UN NUOVO ALLESTIMENTO PER LA CASA MUSEO

Fratta Polesine (Rovigo) Apertura: 10 giugno 2024

Vernice riservata alla Stampa: venerdì 7 giugno, ore 11.30.

Sarà una testimonianza della senatrice Liliana Segre ad accompagnare, insieme ad altre autorevoli voci, i visitatori che dal prossimo 10 giugno saranno accolti dalla Casa Museo di Giacomo Matteotti, riaperta a conclusione degli interventi di restauro dell’edificio e di completo riallestimento del percorso museale in esso proposto.

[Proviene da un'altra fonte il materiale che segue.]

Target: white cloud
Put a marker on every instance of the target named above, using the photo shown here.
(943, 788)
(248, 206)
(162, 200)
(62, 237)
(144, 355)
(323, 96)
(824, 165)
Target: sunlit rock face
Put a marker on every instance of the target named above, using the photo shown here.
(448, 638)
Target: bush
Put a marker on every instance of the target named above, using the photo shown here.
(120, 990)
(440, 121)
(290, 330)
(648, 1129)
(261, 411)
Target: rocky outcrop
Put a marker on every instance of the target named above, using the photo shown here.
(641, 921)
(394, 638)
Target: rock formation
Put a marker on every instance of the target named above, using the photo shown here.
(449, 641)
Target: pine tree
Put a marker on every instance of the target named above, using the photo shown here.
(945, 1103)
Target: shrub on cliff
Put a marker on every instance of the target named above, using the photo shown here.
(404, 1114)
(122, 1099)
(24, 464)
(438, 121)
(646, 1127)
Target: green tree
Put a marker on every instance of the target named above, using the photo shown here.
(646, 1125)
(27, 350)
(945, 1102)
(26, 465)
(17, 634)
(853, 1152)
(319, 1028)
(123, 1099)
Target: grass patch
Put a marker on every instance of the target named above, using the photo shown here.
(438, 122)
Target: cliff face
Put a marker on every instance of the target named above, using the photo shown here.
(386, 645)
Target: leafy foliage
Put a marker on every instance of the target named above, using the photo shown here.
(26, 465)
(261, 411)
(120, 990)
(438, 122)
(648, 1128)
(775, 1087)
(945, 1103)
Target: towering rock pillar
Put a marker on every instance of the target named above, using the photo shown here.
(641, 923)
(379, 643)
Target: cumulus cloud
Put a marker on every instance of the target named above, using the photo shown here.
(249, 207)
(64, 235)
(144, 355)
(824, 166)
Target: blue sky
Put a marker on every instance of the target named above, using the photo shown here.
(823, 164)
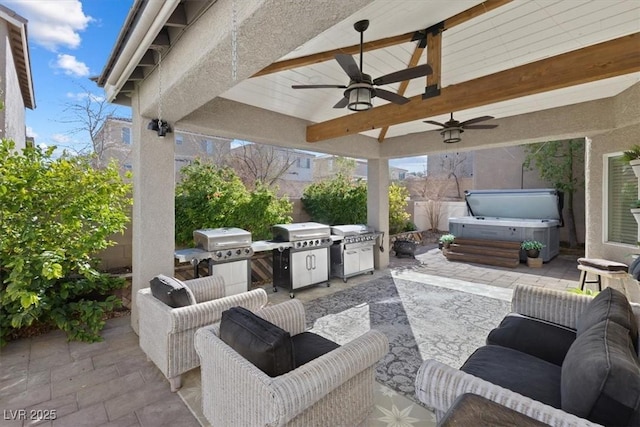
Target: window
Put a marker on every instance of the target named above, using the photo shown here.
(126, 136)
(303, 163)
(622, 190)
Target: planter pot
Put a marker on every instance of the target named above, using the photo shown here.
(636, 214)
(635, 165)
(404, 248)
(533, 253)
(534, 262)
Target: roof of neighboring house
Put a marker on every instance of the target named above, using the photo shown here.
(20, 48)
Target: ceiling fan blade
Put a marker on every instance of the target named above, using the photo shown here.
(392, 97)
(407, 74)
(349, 66)
(318, 87)
(431, 122)
(342, 103)
(476, 120)
(480, 127)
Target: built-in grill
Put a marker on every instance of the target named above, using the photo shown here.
(228, 253)
(352, 251)
(304, 261)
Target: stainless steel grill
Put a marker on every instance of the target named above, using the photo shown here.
(352, 253)
(306, 262)
(228, 253)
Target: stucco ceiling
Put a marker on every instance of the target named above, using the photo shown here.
(499, 58)
(511, 35)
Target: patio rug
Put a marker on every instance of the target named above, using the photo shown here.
(424, 317)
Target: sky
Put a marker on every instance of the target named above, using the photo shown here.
(70, 42)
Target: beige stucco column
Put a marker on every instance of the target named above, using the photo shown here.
(153, 206)
(378, 206)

Questi interventi sono stati promossi e sostenuti dalla Fondazione Cassa di Risparmio di Padova e Rovigo, d’intesa con la Regione del Veneto, il Comune di Fratta Polesine e l’Accademia dei Concordi di Rovigo, oggi proprietaria dello storico edificio, riconosciuto come Monumento Nazionale. Un finanziamento è stato assicurato anche dalla legge speciale votata dal Parlamento a sostegno delle iniziative per il Centenario dell’assassinio di Giacomo Matteotti.
La progettazione del nuovo volto della “Casa Museo Giacomo Matteotti” è stata affidata allo studio di architettura 120grammi, mentre il ripensamento e l’aggiornamento del percorso narrativo sono a cura di Luca Molinari Studio, team guidato dal professor Luca Molinari, ordinario di Teoria e Progettazione dell’Architettura presso la Seconda Università degli Studi della Campania “Luigi Vanvitelli”, con la supervisione storica del professor Giampaolo Romanato, presidente del Comitato Scientifico della Casa Museo e della Direttrice del medesimo Museo, dottoressa Maria Ludovica Mutterle.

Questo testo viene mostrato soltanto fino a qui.